According to Schaapveld, Shaikh's condition very likely produced a delusional psychosis that enabled professional drug smugglers to manipulate him to act as their unwitting agent.
In these circumstances, one might have expected the Supreme People's Court to comply with Chinese law and international legal standards by requiring a thorough mental evaluation of Shaikh before rendering a final judgment.
However, in some recent highly publicised capital cases, in which mentally disturbed defendants were charged with heinous offences such as multiple murders, the Supreme People's Court failed to insist on psychological evaluations in accordance with fair procedures. Last year's execution of police-killer Yang Jia is only the most notorious illustration.
Yet, Chinese courts have sometimes met the challenge. Several years ago in Beijing, for example, an American, ultimately diagnosed as a paranoid-schizophrenic, killed his Chinese wife because of the delusion that she was poisoning him. The trial court called for a thorough examination by experts at a local mental hospital.
After careful study, six specialists submitted a report that recognised the severity and relevance of the defendant's mental condition.

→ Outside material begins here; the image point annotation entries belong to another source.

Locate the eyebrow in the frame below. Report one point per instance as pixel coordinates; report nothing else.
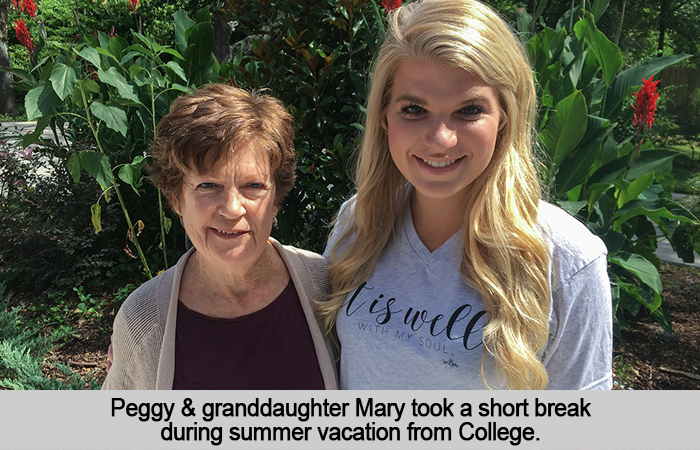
(419, 101)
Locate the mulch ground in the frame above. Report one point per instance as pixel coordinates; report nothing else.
(646, 358)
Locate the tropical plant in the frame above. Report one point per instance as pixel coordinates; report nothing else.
(105, 97)
(621, 190)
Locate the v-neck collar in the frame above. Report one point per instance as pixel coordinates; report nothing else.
(453, 244)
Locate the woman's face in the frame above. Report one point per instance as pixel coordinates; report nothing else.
(228, 212)
(442, 127)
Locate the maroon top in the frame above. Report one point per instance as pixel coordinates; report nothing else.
(268, 349)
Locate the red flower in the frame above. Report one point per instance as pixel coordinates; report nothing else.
(391, 5)
(30, 8)
(646, 104)
(24, 36)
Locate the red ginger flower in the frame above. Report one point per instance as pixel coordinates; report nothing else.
(646, 105)
(30, 8)
(24, 36)
(391, 5)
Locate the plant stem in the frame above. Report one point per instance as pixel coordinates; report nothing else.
(116, 189)
(162, 229)
(161, 215)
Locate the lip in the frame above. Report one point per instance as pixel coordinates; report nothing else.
(229, 234)
(439, 170)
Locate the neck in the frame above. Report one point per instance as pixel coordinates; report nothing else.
(436, 221)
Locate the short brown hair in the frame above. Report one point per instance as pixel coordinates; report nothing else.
(209, 124)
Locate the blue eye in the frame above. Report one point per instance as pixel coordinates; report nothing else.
(412, 110)
(472, 110)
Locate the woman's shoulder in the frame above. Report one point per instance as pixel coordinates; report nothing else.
(572, 244)
(289, 251)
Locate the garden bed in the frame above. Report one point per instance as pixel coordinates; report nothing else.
(644, 359)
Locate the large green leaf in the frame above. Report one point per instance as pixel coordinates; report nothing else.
(175, 67)
(641, 267)
(114, 78)
(630, 191)
(574, 170)
(566, 129)
(91, 55)
(607, 53)
(131, 173)
(112, 116)
(41, 100)
(97, 164)
(628, 81)
(182, 23)
(656, 210)
(23, 74)
(63, 79)
(41, 124)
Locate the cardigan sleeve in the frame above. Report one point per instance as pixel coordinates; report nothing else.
(137, 338)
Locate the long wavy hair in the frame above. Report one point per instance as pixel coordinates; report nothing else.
(505, 256)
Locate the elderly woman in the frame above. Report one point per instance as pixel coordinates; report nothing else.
(236, 312)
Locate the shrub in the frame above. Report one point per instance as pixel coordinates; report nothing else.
(21, 355)
(620, 188)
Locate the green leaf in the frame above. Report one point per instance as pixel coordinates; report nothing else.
(640, 267)
(96, 218)
(41, 125)
(175, 67)
(655, 210)
(182, 23)
(633, 189)
(167, 224)
(599, 7)
(113, 117)
(41, 101)
(630, 80)
(572, 207)
(107, 53)
(63, 79)
(566, 129)
(23, 74)
(114, 78)
(607, 53)
(131, 173)
(574, 170)
(91, 55)
(74, 167)
(97, 164)
(649, 161)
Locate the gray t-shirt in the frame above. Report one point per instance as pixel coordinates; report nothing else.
(415, 323)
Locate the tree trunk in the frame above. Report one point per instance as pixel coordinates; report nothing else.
(7, 94)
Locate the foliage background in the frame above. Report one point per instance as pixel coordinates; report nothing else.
(104, 96)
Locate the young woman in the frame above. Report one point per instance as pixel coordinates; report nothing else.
(448, 270)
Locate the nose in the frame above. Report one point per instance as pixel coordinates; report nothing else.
(232, 204)
(441, 136)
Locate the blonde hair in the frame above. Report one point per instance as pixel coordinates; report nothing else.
(505, 256)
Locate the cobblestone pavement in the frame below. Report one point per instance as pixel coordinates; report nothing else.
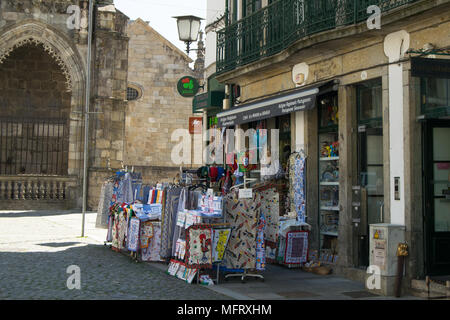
(36, 248)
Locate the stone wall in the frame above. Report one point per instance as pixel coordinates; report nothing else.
(352, 60)
(46, 23)
(32, 85)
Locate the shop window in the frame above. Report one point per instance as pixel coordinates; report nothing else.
(328, 112)
(435, 95)
(369, 95)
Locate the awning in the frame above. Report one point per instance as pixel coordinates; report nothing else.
(295, 100)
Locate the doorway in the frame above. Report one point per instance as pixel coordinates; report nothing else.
(436, 151)
(370, 169)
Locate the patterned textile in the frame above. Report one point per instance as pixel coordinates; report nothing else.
(122, 231)
(260, 248)
(104, 204)
(178, 231)
(199, 247)
(152, 252)
(146, 234)
(168, 221)
(271, 210)
(297, 188)
(243, 214)
(296, 250)
(220, 242)
(110, 226)
(125, 189)
(133, 234)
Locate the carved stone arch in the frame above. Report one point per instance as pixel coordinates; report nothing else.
(66, 54)
(56, 44)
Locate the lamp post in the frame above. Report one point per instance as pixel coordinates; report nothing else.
(188, 29)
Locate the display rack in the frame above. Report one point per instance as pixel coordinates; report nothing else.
(328, 139)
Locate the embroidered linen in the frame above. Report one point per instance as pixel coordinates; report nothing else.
(198, 247)
(296, 247)
(152, 252)
(220, 242)
(168, 221)
(260, 248)
(133, 234)
(243, 214)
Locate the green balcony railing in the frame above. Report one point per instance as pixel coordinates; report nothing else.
(277, 26)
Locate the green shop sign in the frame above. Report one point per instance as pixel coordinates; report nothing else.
(187, 86)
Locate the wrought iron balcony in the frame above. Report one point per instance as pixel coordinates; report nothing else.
(277, 26)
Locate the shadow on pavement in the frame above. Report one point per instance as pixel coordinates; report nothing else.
(24, 213)
(104, 274)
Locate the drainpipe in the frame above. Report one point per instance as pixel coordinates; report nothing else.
(86, 114)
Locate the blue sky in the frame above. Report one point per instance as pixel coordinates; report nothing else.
(160, 13)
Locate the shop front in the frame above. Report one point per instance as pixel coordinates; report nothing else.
(433, 76)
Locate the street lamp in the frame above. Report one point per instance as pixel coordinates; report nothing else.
(188, 28)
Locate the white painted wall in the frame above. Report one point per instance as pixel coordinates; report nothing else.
(301, 68)
(395, 46)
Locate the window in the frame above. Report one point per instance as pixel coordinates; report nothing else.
(250, 6)
(133, 92)
(435, 93)
(369, 95)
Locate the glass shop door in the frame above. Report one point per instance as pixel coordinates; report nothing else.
(437, 196)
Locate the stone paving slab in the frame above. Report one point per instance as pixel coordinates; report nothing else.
(36, 249)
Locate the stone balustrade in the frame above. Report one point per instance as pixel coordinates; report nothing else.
(23, 187)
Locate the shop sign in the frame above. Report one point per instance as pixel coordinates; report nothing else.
(269, 108)
(379, 254)
(195, 125)
(188, 86)
(427, 67)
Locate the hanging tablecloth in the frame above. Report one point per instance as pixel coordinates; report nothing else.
(297, 187)
(243, 215)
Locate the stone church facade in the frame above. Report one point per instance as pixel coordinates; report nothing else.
(42, 93)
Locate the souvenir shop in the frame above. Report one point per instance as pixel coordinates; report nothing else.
(204, 227)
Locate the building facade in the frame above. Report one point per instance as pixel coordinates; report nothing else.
(376, 126)
(42, 92)
(155, 66)
(134, 106)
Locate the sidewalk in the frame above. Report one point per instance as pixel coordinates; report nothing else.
(279, 282)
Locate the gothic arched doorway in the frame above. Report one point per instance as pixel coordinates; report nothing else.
(35, 106)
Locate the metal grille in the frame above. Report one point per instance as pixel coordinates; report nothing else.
(33, 146)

When the victim's family objected to their conclusion, the court sought a second evaluation by another group of experts. When they rendered a similar opinion, the court reduced what would otherwise have been a death sentence to a prison term of 15 years. Although a verdict of not guilty by reason of insanity might have been warranted, and would have resulted in the defendant's confinement in a facility more likely to offer better treatment than a prison, at least his life was spared.
Sadly, it is now too late for a similar evaluation in Shaikh's case, although British clemency pleas may yet succeed. In any event, the National People's Congress should enact legislation that will confirm detailed procedural protections to guarantee a fair and accurate mental assessment whenever the defence reasonably requests.